Tuesday, April 12, 2005

Chelsea Beat Brittany!!!



What is it with all these place names as first names of women? This great competition was for the title of Miss USA, and Chelsey Cooley won over Brittany Hogan.

Beauty contests are not nice, I have read. The training sometimes starts when the girls are but little toddlers and includes everything from cosmetic surgery to being careful that one leaves no red rings on the thighs from sitting on the toilet bowl. The surface gloss of talking about world peace and how each contestant wants to go to college and knows how to play the bagpipe or dance the jitterbug is just that: surface gloss. Beauty contests are like cattle auctions and all about faces, boobs and legs.

"Hah!" you say, you being the proverbial nobody-in-particular. Echidne is just another ugly old-maidenish goddess who would begrudge all of us some fun. What is more fun than sitting in your living-room munching popcorn and guzzling beer while all the time pinpointing the slightest flaw in the bodies on screen? If the lights are turned low enough you don't have to even notice that you are like fifteen times heavier and have pimples and beer bellies and wouldn't catch a date even if the world was denuded by a nuclear war. - Which, of course, was my point. A cattle auction, as I said.

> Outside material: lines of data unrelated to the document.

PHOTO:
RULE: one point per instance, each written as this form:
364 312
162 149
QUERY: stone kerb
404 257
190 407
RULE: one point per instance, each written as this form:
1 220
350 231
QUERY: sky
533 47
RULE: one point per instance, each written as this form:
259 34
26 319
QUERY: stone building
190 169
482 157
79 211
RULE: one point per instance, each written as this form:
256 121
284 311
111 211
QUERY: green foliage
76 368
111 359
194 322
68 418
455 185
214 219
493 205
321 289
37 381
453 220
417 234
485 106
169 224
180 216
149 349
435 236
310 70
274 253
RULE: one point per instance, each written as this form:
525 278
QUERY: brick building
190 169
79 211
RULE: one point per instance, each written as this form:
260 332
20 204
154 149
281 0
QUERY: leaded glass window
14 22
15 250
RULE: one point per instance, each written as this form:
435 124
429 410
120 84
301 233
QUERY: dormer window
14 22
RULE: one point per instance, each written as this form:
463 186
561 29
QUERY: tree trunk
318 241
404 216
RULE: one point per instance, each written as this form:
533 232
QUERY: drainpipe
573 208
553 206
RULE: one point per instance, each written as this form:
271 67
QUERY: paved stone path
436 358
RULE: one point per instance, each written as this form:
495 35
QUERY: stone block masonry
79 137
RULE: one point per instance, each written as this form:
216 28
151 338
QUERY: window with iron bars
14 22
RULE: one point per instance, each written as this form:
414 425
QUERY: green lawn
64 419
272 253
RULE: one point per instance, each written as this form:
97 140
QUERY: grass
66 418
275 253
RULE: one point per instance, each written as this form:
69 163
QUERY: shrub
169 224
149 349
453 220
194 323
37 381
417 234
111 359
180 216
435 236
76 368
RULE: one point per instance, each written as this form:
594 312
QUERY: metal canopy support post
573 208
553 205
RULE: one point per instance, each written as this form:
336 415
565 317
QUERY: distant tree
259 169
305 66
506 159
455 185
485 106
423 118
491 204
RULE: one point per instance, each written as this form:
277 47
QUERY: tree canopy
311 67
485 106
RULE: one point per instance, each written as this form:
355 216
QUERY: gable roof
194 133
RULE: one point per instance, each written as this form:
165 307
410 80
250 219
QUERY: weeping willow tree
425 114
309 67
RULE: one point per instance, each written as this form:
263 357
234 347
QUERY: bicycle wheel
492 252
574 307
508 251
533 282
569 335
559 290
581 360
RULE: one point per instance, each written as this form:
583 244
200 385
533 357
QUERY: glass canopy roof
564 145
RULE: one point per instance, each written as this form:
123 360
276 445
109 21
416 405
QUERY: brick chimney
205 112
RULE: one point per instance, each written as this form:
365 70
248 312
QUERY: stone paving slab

Still, beauty contests are not what they once were. There was a time when becoming Miss USA was one of the few avenues of advancement for American women; beauty was what was needed for success, and little girls were brought up to strive for it. Similar contests for men never had the same power to warp boys' lives. But today's beauty contests are much less powerful and the numbers of those watching the shows keep going down.

Ironically, this makes me less critical of beauty contests in general in the developed countries. Young girls now have more alternative role models, more ways of feeling good about themselves, and this makes them less vulnerable to the mad striving for some concept of perfect beauty, always assuming that their parents don't force them on that track. Someone who is a full person with many assets and skills (as well as handicaps) might be able to participate in one of these contests just for the awards and the laughs. This is very different from the case of someone who defines herself through her physical desirability alone or is so defined by the society. It is the latter case which is repulsive and damaging. I'm hoping that beauty contests no longer have this power, at least in the industrialized countries, that they are more like the silly hunk contests we have had in the blogosphere.

Of course, I may be wrong about this, and the situation could well be much more worrisome in other parts of the world.